Building an organizational verification stack

  • People: Train a small team in OSINT basics and escalation procedures. Keep a roster for time-zone coverage.
  • Process: Write a one-page playbook (triage, escalation, documentation). Run drills ahead of high-risk events (elections, product launches).
  • Technology: Standardize on a toolkit (listed above). Maintain accounts for paid imagery/detection you actually use. Track vendor updates quarterly.
  • Governance: Define who can greenlight publication, and how to issue corrections. Keep an audit trail of your verification steps.

Key takeaways

  • Start with provenance and corroboration. Detection is a supplement, not a verdict.
  • Use layered checks: provenance label → reverse search → metadata → cross-source corroboration.
  • Expect incomplete data. State your confidence and update as new evidence appears.
  • For teams, codify the workflow. For individuals, slow down before sharing.

FAQ

Q: Can AI detectors reliably tell me if something is fake?
A: No single detector is reliable across all generators and edits. Use them as one signal among many and prefer provenance and corroboration when available.

Q: What is C2PA/Content Credentials and how do I use it?
A: C2PA is a standard for attaching cryptographic provenance to media. When you see a “Content Credentials” badge, click through to view capture and edit history. Treat it like a tamper-evident label—if the signature verifies, you can trust the recorded history.

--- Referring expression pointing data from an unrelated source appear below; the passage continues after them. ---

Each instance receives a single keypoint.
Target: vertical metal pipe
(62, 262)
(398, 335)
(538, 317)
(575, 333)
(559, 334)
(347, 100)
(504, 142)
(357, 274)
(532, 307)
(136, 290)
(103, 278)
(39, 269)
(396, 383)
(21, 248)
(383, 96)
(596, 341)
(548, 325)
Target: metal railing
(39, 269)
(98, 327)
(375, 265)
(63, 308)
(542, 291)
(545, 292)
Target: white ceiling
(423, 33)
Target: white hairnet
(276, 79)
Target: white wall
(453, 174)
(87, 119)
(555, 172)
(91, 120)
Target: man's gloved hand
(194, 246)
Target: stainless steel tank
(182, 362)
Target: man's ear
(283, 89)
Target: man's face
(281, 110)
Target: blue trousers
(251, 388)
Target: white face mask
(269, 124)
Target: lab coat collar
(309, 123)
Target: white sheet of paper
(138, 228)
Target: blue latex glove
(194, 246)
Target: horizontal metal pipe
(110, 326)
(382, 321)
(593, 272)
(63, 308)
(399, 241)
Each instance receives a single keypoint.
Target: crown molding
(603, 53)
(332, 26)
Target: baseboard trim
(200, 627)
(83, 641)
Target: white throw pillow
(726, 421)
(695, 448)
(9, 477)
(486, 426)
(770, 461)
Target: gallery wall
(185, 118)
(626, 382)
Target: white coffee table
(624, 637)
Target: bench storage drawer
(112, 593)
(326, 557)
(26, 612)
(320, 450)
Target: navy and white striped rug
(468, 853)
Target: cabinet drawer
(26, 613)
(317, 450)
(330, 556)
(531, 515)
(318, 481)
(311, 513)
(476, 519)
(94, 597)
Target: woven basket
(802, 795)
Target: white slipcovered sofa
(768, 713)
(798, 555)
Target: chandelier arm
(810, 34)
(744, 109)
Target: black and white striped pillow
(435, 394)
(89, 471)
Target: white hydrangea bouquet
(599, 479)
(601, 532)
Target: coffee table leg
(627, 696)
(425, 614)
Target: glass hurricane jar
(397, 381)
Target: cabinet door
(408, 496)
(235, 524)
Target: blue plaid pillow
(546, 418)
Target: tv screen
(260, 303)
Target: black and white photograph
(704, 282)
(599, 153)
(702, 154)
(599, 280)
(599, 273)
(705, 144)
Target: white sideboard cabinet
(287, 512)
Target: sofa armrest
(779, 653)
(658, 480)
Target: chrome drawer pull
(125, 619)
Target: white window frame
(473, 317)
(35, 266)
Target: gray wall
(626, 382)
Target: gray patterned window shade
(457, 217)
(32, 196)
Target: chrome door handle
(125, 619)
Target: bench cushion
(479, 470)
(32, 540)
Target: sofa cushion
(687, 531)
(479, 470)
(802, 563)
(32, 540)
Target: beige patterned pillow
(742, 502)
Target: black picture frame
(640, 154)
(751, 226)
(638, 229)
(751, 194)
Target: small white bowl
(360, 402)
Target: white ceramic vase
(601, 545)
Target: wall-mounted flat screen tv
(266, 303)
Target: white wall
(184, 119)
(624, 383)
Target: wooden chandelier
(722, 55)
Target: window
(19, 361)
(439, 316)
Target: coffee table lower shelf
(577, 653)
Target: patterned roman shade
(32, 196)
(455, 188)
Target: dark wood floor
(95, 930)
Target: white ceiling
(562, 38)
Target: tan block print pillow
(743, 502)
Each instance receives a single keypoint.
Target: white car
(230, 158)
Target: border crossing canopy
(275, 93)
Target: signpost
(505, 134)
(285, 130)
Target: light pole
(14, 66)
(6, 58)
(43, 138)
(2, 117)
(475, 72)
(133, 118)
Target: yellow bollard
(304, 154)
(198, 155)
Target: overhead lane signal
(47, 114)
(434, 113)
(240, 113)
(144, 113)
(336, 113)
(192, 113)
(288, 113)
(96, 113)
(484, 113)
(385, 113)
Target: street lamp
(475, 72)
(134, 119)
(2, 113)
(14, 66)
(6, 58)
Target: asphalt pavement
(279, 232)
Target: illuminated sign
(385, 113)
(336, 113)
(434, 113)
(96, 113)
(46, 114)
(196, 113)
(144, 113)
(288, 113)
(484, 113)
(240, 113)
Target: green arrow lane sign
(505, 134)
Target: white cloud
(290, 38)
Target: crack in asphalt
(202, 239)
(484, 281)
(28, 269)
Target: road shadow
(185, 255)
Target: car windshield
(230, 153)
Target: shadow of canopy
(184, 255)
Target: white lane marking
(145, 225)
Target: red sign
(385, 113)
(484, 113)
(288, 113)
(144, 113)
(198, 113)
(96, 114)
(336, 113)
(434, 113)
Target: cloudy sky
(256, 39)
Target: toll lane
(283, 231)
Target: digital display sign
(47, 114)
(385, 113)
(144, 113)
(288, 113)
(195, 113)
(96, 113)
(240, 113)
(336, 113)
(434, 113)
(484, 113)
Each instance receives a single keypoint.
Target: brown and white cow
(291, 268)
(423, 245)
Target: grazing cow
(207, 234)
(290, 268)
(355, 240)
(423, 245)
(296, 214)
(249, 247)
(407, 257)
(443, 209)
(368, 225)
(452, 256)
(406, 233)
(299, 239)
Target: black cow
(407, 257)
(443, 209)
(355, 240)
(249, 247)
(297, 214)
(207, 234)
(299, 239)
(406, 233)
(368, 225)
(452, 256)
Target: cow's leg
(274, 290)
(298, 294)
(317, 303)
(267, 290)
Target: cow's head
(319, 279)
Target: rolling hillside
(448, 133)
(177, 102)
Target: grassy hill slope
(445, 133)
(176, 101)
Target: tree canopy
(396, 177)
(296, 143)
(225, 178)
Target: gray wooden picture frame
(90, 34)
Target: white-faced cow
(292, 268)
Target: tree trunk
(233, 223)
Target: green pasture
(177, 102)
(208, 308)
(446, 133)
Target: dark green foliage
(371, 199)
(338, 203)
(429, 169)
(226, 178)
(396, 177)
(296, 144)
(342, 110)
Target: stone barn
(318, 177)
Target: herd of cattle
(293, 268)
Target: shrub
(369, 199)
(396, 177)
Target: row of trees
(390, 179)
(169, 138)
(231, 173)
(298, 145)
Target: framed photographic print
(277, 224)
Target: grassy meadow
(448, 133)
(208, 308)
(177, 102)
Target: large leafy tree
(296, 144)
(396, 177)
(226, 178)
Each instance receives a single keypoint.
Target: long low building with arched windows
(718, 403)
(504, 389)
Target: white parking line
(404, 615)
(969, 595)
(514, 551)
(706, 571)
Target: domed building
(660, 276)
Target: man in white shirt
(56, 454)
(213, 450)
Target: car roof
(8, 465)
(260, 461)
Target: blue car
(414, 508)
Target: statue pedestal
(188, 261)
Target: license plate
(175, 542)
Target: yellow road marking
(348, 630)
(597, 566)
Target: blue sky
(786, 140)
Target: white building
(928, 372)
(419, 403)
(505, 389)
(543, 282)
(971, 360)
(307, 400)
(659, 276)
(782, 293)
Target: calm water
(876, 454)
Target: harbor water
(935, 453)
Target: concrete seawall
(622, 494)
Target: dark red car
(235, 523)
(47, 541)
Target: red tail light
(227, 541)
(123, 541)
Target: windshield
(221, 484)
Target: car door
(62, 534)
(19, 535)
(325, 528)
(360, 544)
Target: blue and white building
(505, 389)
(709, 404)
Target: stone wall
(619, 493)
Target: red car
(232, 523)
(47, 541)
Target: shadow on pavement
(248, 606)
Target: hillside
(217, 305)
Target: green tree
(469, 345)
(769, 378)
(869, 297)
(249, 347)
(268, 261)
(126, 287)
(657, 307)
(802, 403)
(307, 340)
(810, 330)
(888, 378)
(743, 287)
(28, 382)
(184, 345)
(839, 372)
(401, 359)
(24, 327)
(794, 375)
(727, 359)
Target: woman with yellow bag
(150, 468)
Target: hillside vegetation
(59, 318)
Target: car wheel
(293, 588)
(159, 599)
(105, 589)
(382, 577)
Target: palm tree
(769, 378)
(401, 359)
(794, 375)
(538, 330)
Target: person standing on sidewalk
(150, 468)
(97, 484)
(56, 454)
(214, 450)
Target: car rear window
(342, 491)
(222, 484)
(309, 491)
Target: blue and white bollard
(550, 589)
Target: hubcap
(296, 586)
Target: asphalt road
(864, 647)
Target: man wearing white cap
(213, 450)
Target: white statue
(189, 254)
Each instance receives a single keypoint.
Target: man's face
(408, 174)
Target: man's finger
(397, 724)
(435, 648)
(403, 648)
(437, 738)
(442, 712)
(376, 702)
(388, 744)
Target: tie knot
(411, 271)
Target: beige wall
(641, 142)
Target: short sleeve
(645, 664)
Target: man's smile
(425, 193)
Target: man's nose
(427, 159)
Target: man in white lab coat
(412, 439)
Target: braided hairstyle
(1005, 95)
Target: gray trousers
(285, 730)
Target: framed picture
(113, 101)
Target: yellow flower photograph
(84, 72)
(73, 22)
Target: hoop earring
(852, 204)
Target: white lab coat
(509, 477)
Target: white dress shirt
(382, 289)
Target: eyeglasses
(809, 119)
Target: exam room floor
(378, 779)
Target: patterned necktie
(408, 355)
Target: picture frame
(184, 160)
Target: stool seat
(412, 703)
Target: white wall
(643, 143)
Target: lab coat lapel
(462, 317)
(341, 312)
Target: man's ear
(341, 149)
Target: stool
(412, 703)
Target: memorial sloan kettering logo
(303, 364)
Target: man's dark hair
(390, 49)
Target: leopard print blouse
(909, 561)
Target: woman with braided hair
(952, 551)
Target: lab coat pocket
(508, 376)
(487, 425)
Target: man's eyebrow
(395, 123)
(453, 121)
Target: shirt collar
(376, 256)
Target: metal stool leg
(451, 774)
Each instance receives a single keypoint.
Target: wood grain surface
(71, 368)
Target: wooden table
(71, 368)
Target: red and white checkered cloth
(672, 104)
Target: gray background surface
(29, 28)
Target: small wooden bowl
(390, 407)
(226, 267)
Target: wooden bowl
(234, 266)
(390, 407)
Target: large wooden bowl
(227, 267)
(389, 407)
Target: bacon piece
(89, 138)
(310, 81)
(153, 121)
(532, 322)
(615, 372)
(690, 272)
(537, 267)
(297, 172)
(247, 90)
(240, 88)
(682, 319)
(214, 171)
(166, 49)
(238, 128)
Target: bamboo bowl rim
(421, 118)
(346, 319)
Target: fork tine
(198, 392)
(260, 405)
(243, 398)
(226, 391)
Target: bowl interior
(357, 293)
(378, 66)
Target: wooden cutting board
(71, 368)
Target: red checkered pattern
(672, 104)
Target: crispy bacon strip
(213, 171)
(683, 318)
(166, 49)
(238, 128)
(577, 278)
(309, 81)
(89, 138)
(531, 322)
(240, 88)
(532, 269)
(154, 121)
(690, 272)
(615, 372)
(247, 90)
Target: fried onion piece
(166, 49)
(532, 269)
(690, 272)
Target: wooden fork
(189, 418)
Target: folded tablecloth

Q: Are reverse image searches still useful in the AI era?
A: Yes—especially for catching recirculated or context-flipped media. They won’t tell you if a brand-new AI image is synthetic, but they’re excellent at spotting reuse.

Q: Should I trust platform verification checkmarks?
A: Treat them as account-level hints, not proof of identity or expertise. Confirm identity via official sites or cross-platform links.

Q: What if I can’t verify but I must act?
A: Label the content as unverified, describe the uncertainties, and avoid definitive language. Establish a monitoring plan to update or retract based on new evidence.